Ce sont les laboratoires qui transmettent ces infos, explique Lionel Barrand, président du syndicat des Jeunes biologistes. “On prend les patients symptomatiques avec ordonnance, et quand on a un résultat positif on fait remonter ça dans la plateforme Sidep. On prévient ensuite le médecin par téléphone, qui saisit le cas positif à l’Assurance Maladie. Et c’est là que les brigades interviennent pour faire la recherche des cas contacts”.
Le fichier Contact Covid, quant à lui, est alimenté par les médecins généralistes via Amelipro, ou directement par l’Assurance maladie, qui aura accès au données pendant trois mois avant qu’elles ne soient supprimées.
“Ces fichiers comprendront des données de santé et d’autres données personnelles (identité, hébergement, déplacement, participation à des rassemblements, etc)”, informe la CNIL, qui remarque qu’elles “pourront être consultées par un grand nombre d’acteurs, notamment par les enquêteurs sanitaires, le législateur ayant autorisé la levée du secret médical”. L’organisme a annoncé qu’il contrôlerait étroitement le dispositif. “Un premier contrôle sera diligenté dans les premières semaines suivant son déploiement”.
Selon Le Monde, qui a pu consulter plusieurs documents transmis aux laboratoires par l’AP-HP – qui hébergera la base de données – “les autorités prévoient aussi que ce fichier abonde, de manière « pseudonymisée », le Health Data Hub, la controversée plate-forme d’analyse de données médicales.”
Des bénévoles qui ne sont pas tenus au secret médical
Pas de quoi inquiéter Jean-Paul Hamon. “Je dépose des données bien plus confidentielles sur le site de la sécu et en 47 ans d’exercice je n’ai jamais vu de service médical violer le secret professionnel”, affirme-t-il. “Il y a des gens qui crient à la violation du secret professionnel, mais ça fait longtemps qu’on partage avec le service médical de l’AM des données hautement confidentielles. Et le flicage des patients, ça s’arrête aux patients contacts.”

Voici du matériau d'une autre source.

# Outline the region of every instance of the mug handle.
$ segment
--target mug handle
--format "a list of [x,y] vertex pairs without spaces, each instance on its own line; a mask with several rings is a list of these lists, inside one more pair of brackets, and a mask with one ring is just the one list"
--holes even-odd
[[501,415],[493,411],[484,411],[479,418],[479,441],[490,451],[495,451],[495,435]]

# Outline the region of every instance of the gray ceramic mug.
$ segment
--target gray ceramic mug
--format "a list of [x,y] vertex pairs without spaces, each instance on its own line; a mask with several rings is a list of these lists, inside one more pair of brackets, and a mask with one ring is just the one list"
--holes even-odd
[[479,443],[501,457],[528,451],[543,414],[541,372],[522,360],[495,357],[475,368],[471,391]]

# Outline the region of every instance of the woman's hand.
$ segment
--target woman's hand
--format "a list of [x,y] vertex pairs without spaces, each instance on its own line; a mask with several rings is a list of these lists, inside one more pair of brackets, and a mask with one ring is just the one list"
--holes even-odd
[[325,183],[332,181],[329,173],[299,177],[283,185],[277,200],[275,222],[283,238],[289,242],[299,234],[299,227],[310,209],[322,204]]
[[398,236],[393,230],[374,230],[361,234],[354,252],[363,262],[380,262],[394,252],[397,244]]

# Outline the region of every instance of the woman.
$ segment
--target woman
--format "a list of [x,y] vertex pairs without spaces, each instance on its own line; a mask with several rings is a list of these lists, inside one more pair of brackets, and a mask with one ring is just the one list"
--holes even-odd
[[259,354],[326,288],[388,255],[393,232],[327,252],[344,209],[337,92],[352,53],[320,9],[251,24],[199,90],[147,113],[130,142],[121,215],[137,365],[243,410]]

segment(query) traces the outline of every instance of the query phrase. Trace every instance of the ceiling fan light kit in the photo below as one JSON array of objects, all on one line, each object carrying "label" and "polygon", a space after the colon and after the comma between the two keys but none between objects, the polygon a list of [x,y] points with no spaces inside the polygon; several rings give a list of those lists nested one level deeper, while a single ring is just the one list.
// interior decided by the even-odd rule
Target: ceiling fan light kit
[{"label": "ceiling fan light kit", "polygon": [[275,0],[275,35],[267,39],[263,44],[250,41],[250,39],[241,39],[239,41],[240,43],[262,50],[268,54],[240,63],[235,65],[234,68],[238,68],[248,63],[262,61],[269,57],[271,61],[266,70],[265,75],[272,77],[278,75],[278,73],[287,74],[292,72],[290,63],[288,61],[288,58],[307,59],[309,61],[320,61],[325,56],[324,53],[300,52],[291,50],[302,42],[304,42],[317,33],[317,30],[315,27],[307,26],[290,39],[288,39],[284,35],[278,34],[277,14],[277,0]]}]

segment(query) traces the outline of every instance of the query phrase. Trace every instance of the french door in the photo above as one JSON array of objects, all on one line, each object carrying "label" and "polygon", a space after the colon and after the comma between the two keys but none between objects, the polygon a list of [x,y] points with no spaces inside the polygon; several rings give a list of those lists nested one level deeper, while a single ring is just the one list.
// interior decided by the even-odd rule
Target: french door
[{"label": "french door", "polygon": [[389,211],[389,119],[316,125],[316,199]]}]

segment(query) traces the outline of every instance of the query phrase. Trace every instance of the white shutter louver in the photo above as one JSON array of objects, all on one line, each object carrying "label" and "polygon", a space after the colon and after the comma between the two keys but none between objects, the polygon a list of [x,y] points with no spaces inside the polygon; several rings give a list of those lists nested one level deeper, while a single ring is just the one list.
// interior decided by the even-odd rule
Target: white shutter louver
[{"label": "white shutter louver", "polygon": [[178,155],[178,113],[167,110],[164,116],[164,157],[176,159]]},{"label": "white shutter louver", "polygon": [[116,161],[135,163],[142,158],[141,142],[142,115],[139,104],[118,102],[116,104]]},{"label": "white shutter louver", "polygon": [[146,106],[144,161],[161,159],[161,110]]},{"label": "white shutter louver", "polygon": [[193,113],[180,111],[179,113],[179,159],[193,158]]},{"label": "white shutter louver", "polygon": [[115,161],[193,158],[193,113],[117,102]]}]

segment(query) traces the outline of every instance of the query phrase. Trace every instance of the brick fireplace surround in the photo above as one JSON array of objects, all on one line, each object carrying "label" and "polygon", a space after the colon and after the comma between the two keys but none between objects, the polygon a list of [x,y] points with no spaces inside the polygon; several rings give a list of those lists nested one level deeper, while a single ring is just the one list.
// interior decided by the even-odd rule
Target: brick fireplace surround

Du côté des jeunes médecins, 51% de nos adhérents n'ont pas confiance dans bonne utilisation des données récoltées par les "brigades sanitaires" dans le cadre de la lutte contre le covid, d'après un sondage publié sur nos réseaux sociaux et notre site.
En revanche, le président de la FMF s’étrangle de voir que l’AP-HP ait décidé de faire appel à des bénévoles. “Je regrette d’ailleurs que les infirmières libérales n’aient pas été incluses dans le dispositif. Parce qu’entre les 55.000 médecins libéraux généralistes et les 110.000 infirmiers, on avait largement de quoi faire, sans faire appel, comme le fait l’AP-HP, à des bénévoles qui ne sont pas tenus au secret médical.”